Zon Optimus, liderada por Miguel Almeida, avançou para a emissão de um empréstimo obrigacionista
Foto
Miguel Almeida é o presidente da Nos, empresa controlada pela Sonae e por Isabel dos Santos Nuno Ferreira Santos

“Sob qualquer perspectiva, e em qualquer vertente, foi uma fusão exemplar”. As palavras são de Miguel Almeida, o presidente executivo da NOS, que quis marcar assim o primeiro ano completo de actividade da operadora que resultou da fusão entre a Optimus e a Zon. A empresa de telecomunicações apresentou nesta quinta-feira os resultados líquidos de 2014, ano em que os lucros cresceram 17,8% para 74,7 milhões de euros. As contas da empresa foram discutidas na quarta-feira numa reunião do conselho de administração da empresa, onde a gestão sentiu “um total apoio, um unânime apoio” ao projecto NOS, garantiu Miguel Almeida.

“Sentimos nessa frente um um enorme conforto”, sublinhou Miguel Almeida, escusando-se a comentar as notícias recentes sobre a passagem de quadros da Sonae para empresas de Isabel dos Santos em Angola (a Sonae e a empresária angola dividem o controlo da NOS através da ZOPT), que teriam causado mau-estar entre os parceiros.

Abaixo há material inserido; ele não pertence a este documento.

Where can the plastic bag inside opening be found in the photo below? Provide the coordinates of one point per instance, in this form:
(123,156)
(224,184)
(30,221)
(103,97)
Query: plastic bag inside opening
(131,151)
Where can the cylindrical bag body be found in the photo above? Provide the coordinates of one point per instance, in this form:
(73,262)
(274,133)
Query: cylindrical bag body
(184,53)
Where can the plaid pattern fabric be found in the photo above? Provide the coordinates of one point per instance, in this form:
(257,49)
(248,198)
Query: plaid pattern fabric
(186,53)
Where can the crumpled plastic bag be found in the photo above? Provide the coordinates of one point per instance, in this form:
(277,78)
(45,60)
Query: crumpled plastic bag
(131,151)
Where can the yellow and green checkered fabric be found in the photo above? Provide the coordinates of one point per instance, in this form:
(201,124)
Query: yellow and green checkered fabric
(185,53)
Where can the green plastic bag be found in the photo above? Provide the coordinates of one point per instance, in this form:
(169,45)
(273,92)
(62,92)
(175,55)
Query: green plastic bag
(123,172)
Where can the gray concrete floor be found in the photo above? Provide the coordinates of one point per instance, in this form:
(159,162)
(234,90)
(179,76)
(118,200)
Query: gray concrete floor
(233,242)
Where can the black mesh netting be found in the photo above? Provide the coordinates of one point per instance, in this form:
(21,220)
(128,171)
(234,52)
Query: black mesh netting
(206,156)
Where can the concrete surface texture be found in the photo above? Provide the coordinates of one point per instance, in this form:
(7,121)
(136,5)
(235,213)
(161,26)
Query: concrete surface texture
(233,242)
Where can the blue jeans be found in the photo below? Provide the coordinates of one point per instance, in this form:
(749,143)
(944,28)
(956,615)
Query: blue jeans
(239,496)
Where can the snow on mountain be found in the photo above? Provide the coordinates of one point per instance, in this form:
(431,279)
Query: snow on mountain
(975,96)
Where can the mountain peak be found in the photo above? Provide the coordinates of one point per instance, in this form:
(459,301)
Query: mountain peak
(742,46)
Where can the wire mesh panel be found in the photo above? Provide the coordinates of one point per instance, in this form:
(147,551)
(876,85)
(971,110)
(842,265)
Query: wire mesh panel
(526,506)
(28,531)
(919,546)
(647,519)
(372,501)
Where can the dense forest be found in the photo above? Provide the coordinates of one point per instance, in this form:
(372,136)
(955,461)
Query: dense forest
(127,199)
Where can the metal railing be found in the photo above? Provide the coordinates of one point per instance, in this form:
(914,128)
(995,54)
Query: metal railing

Destacando o "estrondoso sucesso" que foi o lançamento da marca NOS, o gestor sublinhou que a nova empresa conseguiu "ultrapassar todos os obstáculos e extrair desde cedo os valores e méritos que tinham sido identificados". Resultados operacionais e financeiros "sólidos" que estão traduzidos na performance bolsista da NOS, cuja acção se valorizou mais de 30% desde a fusão, frisou o gestor.

“Muitos temiam que este fosse um projecto de optimização de custos, mas este é um projecto de crescimento”, sublinhou o presidente da NOS, na conferência de imprensa de apresentação dos resultados de 2014. “Ao contrário do que se disse, [a fusão] não só não destruiu emprego, como criou 1500 empregos directos”, acrescentou o gestor, notando que a empresa conseguiu melhorar a quota de mercado (em receitas) de 26% para 27% no ano passado, o que lhe permitiu fazer face ao "nível inaceitável de agressividade de preços" que se mantém em Portugal.

Miguel Almeida considerou a conquista de grandes clientes empresariais, como o BPI, a CGD ou a Águas de Portugal, como “um testemunho muito grande da credibilidade e solidez da empresa”. O gestor reiterou a separação entre os mais recentes acontecimentos da PT Portugal e aquilo que que tem sido a actuação da companhia no mercado, onde não se sentiu “qualquer turbulência”. “Nessa medida só posso concluir que o mérito é nosso”, disse, a propósito da conquista das grandes contas empresariais.

Compra da PT Portugal não é “processo pacífico”
Questionado sobre se a NOS estará interessada nos activos que a Altice eventualmente venha a vender para comprar a PT Portugal, Miguel Almeida referiu que não é certo que haja activos para venda. “Não sabemos se os activos estão à venda ou não, o que sabemos é que foi notificada uma operação de concentração na Comissão Europeia, que eventualmente contraria esse pressuposto”.

O que é certo, defende o presidente da NOS, é que a Autoridade da Concorrência (AdC) está melhor qualificada para o analisar, do que as autoridades europeias: “Seria crítico e muito importante e relevante que o processo fosse analisado em Portugal pela AdC, que tem muita experiência e muita competência para o avaliar”, porque é um “processo que está longe de ser pacífico, dada a significativa concentração que originará”.

Se “o caminho seguido” for alienar activos, “estaremos sempre atentos”, disse Miguel Almeida.